To begin with, opera is sung in foreign, specifically Italian, which is the worst sort of foreign, it's Catholic foreign. 18th century England was very anti-Catholic. Homes of Italian opera singers were targeted during the Gordon Riots, though the Wikipedia article doesn't make mention of this. Secondly, Italians and Catholics are associated in the English mind with sodomy, an exotic, Eastern practice spreading ever westward through, yes of course, Catholics.^1 The 1730s, when London would for the first time support two opera houses at once (if not for long), was also the height of the work of the notorious Society for the Reformation of Manners and their raids on mollyhouses (gay brothels.)

Sodomy of course goes hand in hand with another decadent Eastern practice the opera was flaunting about on stage - eunuchs. Eunuchs, with their unspoken promises of risk free, pleasure driven sex, where a threat to the virtue of English women.^2 So threatening that anti-eunuch propaganda was quickly translated from the original French to English so its important message of the ultimate downfall (and sexual unfulfillment) awaiting any woman who dared to fall in love with a castrato could be disseminated.

I'll sum it up with this selection from a poem of 1726:

I hate this Singing in an unknown Tongue
It does our Reaſon and our Senſes wrongs 
When Words inſtruct, and Muſic chears the Mind : 
Then is the Art of Service to Mankind : 
But when a Foreign Ox, of monſtrous Size! 
Squeaks out a Treble, Shrill as Infants cries, 
I curſe the unintelligible Aſs, 
Who may, for ought I know, be ſinging Maſs. 

(available online here.)

Opera was full of eunuchs, sodomites, and Catholics, and you really couldn't trust it.


  1. For a good overview on the relationship between the English, Italian opera, and sodomy, look at the first chapter of Handel as Orpheus although it is covered in other works too.

  2. For more on the castrati as a sexual idea and that idea's relationship with English femininity, see "'There will be all the world there': Sexual Trouble and the Fans of Farinelli in Henry Fielding’s The Historical Register" by Liberty Smith, published in this book

erus

Plato tells us (in book III of the Republic [I am not knowledgeable in the classics, I just linked that translation for convenience]) of the importance of the arts because of how they affect people. Music (which was probably very related to poetry) was considered particularly powerful because it was considered to be able to greatly affect people's emotions and have a strong influence in behaviour and even character.

Music was to be considered an important part of the education of the citizens. If you exposed people (particularly the young) to the "wrong" kind of music, you could be affecting those people deeply enough to get the "wrong" kind of citizens in the future. At first you were supposed to expose people only to the "good" music, the one that would affect people in a positive way. Virtuous people with strong character could take the evil stuff, but you were not supposed to throw that kind of thing at those who were not ready.

What kind of music was he talking about? It is not so clear. We don't not know that much about ancient Greek music... He makes references to music that used some specific scales (which could have had some specific mannerisms attached), but there's nothing telling us exactly what was good and what was bad.
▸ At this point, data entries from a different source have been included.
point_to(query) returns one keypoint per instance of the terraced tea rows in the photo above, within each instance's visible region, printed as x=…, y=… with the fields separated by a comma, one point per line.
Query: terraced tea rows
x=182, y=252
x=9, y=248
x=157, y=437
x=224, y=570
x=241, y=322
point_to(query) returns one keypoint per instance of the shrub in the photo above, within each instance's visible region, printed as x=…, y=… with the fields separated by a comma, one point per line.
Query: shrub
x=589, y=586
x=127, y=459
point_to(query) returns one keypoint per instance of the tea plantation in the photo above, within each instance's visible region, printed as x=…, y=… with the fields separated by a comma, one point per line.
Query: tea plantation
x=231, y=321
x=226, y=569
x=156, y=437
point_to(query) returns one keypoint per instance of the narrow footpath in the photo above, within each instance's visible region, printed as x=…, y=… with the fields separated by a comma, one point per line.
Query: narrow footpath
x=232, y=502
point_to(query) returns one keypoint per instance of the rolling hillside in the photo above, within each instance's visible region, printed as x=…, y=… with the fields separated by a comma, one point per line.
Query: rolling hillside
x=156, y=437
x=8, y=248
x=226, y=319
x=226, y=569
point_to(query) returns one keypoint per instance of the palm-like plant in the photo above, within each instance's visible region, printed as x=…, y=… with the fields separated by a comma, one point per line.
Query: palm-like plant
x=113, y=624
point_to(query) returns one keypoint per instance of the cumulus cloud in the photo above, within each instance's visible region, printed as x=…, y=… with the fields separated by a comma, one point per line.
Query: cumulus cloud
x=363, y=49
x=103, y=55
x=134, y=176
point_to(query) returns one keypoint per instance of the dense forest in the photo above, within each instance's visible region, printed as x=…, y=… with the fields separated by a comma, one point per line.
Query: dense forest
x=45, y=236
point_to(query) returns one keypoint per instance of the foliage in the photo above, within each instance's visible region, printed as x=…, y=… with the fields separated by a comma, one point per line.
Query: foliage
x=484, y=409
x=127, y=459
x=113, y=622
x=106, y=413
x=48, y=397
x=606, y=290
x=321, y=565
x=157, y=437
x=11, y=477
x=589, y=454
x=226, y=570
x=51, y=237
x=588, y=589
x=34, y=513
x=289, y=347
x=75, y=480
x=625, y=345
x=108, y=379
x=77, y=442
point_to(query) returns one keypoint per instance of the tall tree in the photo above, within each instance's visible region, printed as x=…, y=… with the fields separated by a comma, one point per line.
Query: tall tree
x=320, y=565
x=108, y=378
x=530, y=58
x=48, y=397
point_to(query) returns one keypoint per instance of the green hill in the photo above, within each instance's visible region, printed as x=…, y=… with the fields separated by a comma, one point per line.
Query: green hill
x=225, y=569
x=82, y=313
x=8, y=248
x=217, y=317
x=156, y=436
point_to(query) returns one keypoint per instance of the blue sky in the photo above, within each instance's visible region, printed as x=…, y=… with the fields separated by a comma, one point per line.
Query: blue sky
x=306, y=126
Getting into religious examples, Maimonides (a Jewish scholar, 1135-1204) provided a systematic summary of prohibitions against music. In increasing order of severity we have: listening to a song with a secular text, listening to a song that is accompanied by an instrument, listening to a song whose content includes obscene language, listening to a string instrument, listening to passages played on such instruments while drinking wine, and listening to the singing and playing of a woman (Music And Manipulation: On the Social Uses and Social Control of Music, PP 243). Other religious folks have had issues with specific kinds of music, too.
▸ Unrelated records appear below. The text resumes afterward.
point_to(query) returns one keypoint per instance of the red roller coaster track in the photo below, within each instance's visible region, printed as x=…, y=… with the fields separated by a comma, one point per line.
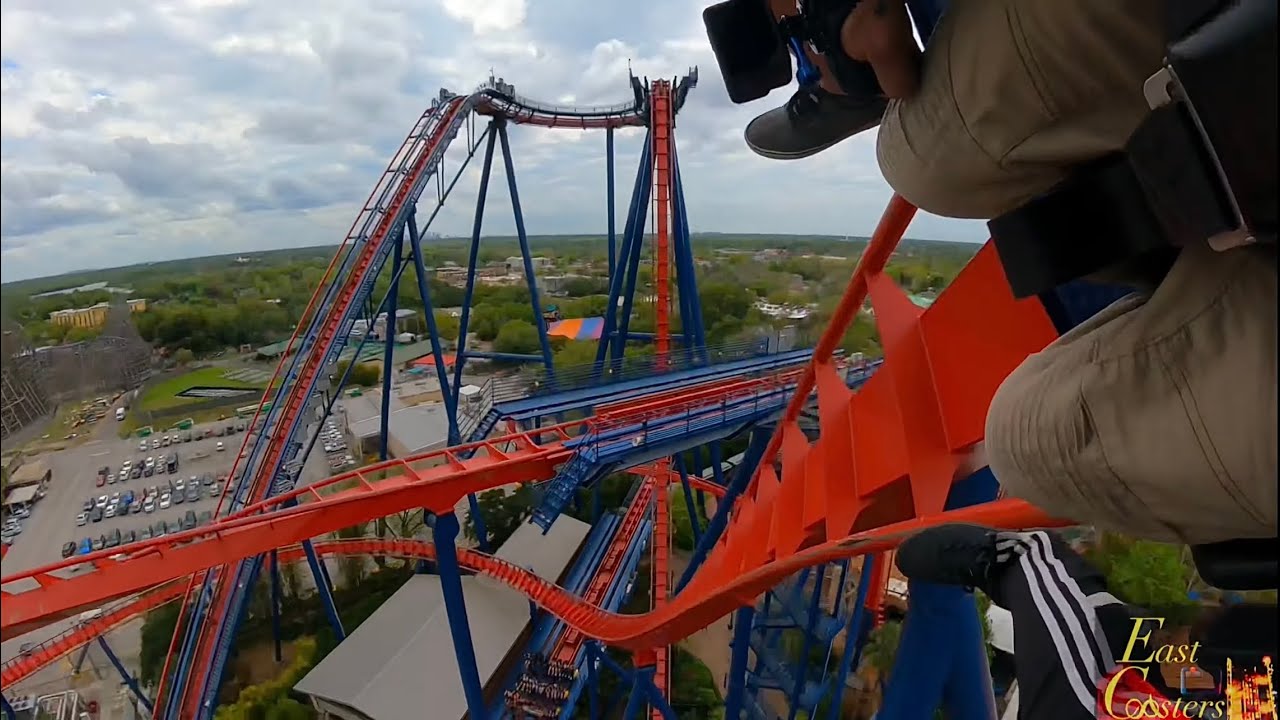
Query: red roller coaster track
x=880, y=470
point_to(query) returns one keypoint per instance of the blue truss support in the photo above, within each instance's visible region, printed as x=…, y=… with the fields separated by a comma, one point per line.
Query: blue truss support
x=608, y=199
x=80, y=660
x=275, y=607
x=442, y=374
x=632, y=270
x=540, y=323
x=686, y=270
x=794, y=697
x=472, y=260
x=611, y=345
x=717, y=524
x=855, y=637
x=124, y=674
x=942, y=655
x=689, y=500
x=444, y=532
x=593, y=688
x=735, y=692
x=389, y=341
x=325, y=589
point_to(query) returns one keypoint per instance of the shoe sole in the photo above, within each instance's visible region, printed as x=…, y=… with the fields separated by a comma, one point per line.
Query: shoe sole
x=809, y=153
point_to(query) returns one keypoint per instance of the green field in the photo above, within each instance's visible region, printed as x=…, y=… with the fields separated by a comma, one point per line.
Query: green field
x=164, y=395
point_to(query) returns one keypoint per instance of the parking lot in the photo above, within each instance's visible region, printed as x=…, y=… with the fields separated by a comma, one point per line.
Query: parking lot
x=53, y=522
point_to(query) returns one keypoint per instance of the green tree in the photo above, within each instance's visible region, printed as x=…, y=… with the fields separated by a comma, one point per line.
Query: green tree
x=502, y=513
x=1146, y=573
x=158, y=629
x=289, y=709
x=517, y=337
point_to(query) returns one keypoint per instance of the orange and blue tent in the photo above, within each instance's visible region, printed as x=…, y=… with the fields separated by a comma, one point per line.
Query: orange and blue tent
x=577, y=328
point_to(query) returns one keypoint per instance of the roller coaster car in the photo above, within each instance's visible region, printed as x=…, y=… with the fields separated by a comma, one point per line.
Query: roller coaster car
x=1201, y=168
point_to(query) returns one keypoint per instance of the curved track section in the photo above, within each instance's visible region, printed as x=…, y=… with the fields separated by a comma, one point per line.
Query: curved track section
x=805, y=516
x=275, y=461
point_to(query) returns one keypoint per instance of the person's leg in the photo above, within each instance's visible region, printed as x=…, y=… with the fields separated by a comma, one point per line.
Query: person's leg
x=1157, y=417
x=814, y=118
x=1068, y=629
x=1015, y=92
You mention jazz, rock and rap as examples in the 20th century. I'd like to mention other 20th century situations.

Joseph Stalin also thought art had a very powerful influence on people, because it was a very powerful medium for propaganda. He went for a bureaucratic control over the arts, and "formalist" music was not allowed. Formalist music would be music that was conceived in terms that exclude the cultural context, individualistic, non-representative (too abstract), difficult to be understood by the proletariat. It was decadent and unintelligible bourgeois art that had nothing to offer to the people. Some of the music of Dmitri Shostakovich, Sergei Prokofiev and Aram Khachaturian was considered formalist. Religious music was also considered bad, and anything that could be considered anti-revolutionary was bad.

What was considered good music? Music close to the ideals of socialist realism. It was supposed to be understandable by the people, and should tell good things about the revolution. Things like rapid progress, the achievements of the workers, the great plans for the future, good things about great figures, etc. The Grove's entry on Socialist Realism provides sources on this.

The Cultural revolution in China was also at some points against the corrupting influence of Western music. They closed music schools and sent people to work camps to be rehabilitated.

As /u/hillsfar mentions in another comment, the Nazis were doing something similar. I guess it's not necessary to mention the work of musicians of Jewish origin was not approved by them.